Neither Carollee Stater nor her husband ever smoked cigarettes, and the sign was to prevent secondhand smoke from visitors at her Apple Valley home.

But her efforts didn't stop the 73-year-old from being diagnosed with advanced lung cancer almost seven years ago.

"Unless you tell them up front that you've never smoked, the first question people ask is how long did you smoke?" Stater says. "That's fairly typical. People just assume that you got it because you smoked."

And the stigma is not exclusive to Stater. The Lung Cancer Project - a research collaboration aimed at better understanding lung cancer biases - found that three out of four people had a negative bias toward people with lung cancer.

"We found that people had conscious and unconscious beliefs that were more negative toward lung cancer and people suffering from the disease as compared to people with breast cancer," says Brian Nosek, founder of Project Implicit, a multi-university research collaboration involved in The Lung Cancer Project.

"For example, we found that people perceived those with lung cancer to be more to blame for their cancer, and that their diagnosis was more hopeless. This is probably due to the fact of the well-known association between smoking and lung cancer."

And while these are only the initial findings of the ongoing study, Dr.

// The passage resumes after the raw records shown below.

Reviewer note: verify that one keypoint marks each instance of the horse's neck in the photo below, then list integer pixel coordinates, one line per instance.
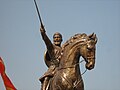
(70, 57)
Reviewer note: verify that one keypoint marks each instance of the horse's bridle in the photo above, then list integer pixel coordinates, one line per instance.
(73, 86)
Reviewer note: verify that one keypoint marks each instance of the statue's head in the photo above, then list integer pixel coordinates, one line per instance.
(57, 39)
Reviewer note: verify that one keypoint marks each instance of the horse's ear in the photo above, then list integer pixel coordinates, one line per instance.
(93, 36)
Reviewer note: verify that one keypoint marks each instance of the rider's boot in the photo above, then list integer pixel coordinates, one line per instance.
(45, 83)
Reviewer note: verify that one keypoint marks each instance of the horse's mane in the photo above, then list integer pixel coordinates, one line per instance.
(74, 38)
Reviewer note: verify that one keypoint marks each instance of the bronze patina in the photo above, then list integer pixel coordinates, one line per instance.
(63, 62)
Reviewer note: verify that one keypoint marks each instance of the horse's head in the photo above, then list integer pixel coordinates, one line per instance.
(88, 49)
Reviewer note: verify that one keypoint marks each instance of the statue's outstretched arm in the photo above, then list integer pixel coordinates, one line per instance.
(47, 41)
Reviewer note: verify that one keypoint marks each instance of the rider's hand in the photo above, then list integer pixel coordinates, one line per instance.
(42, 30)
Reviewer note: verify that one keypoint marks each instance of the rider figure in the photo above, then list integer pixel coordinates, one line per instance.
(52, 56)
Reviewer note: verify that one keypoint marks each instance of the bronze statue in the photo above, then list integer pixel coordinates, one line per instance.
(63, 62)
(66, 74)
(51, 56)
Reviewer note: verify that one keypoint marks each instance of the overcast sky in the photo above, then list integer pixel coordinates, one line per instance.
(22, 47)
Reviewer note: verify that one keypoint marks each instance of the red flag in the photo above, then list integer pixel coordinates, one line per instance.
(7, 82)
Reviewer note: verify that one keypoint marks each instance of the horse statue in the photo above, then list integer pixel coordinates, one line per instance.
(68, 75)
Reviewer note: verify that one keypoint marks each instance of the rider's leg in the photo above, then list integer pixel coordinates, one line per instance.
(45, 83)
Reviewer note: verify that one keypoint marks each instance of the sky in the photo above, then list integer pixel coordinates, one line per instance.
(22, 47)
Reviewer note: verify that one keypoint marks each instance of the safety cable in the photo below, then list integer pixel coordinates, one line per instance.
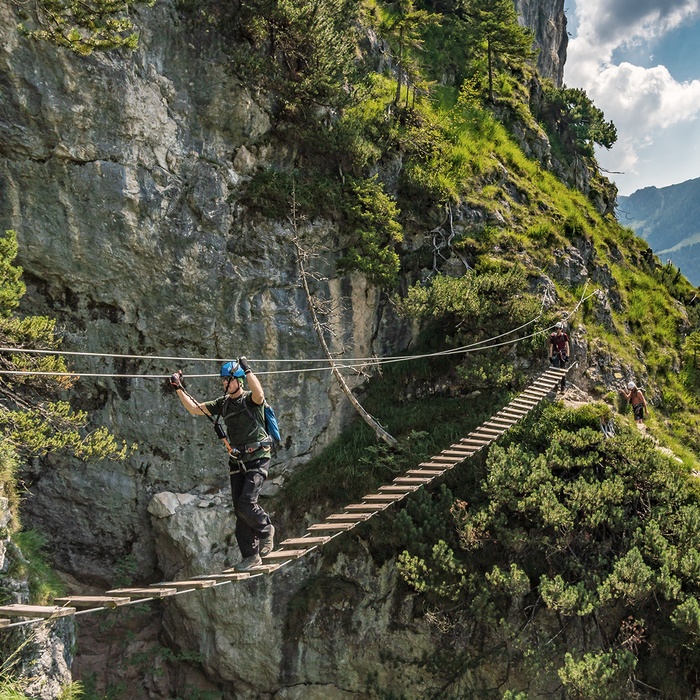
(354, 364)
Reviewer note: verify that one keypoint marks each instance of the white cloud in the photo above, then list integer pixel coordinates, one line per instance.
(642, 102)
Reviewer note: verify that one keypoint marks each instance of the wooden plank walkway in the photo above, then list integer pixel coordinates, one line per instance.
(317, 534)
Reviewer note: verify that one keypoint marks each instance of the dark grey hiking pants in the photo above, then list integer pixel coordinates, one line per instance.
(252, 522)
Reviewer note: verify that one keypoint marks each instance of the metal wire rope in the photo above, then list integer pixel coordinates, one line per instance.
(350, 363)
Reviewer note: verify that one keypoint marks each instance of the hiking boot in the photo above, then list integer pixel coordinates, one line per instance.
(267, 543)
(248, 563)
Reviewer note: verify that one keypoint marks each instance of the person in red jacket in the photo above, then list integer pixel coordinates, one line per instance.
(636, 399)
(559, 349)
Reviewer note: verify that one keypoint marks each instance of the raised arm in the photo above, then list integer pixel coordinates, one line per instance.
(193, 407)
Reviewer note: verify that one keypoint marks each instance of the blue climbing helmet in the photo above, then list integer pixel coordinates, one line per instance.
(232, 369)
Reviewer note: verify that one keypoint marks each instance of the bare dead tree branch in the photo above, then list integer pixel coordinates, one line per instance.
(313, 302)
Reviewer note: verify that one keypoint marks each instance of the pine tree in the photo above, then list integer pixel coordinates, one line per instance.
(496, 33)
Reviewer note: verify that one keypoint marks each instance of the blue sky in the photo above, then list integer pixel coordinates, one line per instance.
(639, 61)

Marianna

Koczywas, an oncologist at the City of Hope who treats Stater along with many other lung cancer patients, says she has seen the negative connotation lung cancer patients, their families and the public associate with the diagnosis.
Many of her patients who were smokers, or had family members who smoked, say they deserve the disease because of the habit, she says.

And even those who didn't smoke are still assumed to have done so, she says.

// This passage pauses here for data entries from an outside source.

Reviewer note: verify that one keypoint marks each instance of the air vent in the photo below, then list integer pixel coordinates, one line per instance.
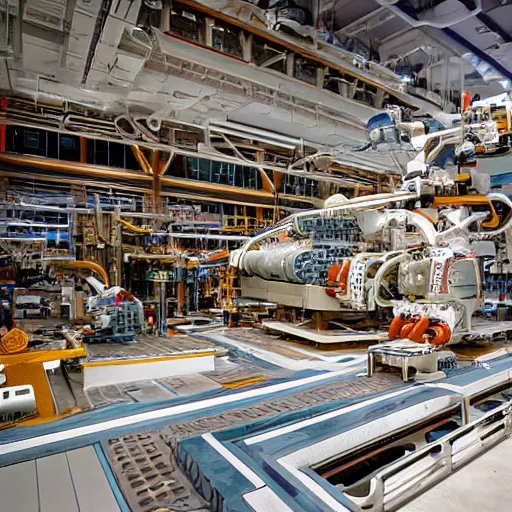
(482, 29)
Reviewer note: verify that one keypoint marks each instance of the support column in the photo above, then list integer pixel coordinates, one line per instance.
(157, 184)
(83, 150)
(162, 309)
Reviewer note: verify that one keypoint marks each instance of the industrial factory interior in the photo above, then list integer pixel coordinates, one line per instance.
(255, 255)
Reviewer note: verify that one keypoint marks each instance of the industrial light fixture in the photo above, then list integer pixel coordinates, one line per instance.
(482, 29)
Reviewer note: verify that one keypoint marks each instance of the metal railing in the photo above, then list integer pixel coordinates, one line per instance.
(404, 479)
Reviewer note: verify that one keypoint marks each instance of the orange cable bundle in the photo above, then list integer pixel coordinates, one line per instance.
(14, 342)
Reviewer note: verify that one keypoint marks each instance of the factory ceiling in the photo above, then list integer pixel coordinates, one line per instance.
(115, 56)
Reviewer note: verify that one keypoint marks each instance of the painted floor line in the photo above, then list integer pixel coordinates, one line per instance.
(167, 412)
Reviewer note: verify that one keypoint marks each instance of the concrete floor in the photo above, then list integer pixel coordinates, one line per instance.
(483, 485)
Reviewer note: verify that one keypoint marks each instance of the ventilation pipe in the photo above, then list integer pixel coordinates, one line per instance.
(445, 20)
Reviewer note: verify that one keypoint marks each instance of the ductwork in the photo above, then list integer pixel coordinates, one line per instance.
(445, 20)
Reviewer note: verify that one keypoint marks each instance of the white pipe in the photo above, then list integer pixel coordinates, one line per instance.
(214, 123)
(379, 276)
(447, 21)
(258, 238)
(202, 236)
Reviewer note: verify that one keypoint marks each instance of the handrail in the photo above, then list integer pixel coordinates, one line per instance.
(444, 449)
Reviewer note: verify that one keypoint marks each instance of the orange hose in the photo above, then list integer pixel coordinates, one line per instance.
(332, 274)
(416, 333)
(344, 277)
(492, 223)
(406, 329)
(395, 326)
(14, 342)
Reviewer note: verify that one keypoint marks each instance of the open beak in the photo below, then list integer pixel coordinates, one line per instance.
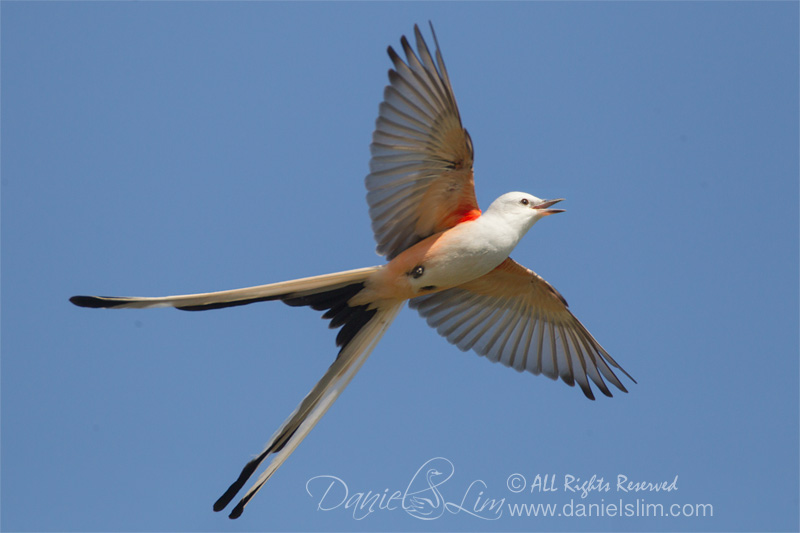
(547, 203)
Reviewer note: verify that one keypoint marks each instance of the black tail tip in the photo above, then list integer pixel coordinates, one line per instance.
(87, 301)
(237, 511)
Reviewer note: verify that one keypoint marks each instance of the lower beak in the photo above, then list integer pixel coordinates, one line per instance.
(547, 203)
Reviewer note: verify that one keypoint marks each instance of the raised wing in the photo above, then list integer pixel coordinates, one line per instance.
(420, 180)
(513, 316)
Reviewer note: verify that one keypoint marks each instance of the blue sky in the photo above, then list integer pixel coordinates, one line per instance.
(163, 148)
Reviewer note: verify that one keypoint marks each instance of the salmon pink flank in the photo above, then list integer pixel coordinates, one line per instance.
(444, 256)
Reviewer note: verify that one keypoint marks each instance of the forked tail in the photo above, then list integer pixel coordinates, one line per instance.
(362, 326)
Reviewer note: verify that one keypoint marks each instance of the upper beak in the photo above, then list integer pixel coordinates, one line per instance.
(547, 203)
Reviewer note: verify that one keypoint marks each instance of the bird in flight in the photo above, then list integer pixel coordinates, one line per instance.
(446, 257)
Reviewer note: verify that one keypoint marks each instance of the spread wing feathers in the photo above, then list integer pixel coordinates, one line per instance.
(313, 407)
(420, 180)
(513, 316)
(231, 298)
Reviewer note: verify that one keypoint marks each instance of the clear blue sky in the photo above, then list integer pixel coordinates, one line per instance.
(163, 148)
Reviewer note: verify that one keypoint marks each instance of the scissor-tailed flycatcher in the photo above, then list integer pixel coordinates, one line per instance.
(449, 260)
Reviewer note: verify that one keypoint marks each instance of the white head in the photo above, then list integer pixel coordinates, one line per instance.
(522, 210)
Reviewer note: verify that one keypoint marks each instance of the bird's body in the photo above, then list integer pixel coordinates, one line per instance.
(446, 257)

While it's true that smoking is a main cause of lung cancer - active smoking attributes to almost 90 percent of lung cancer patients, according to the American Lung Association - Koczywas says a growing number of patients diagnosed with the disease never smoked.

"So I think that the thought has been changing," Koczywas says. "And I think from a physician's point of view, we're taught to educate these patients, their families and society that not everyone who develops lung cancer has cigarette exposure."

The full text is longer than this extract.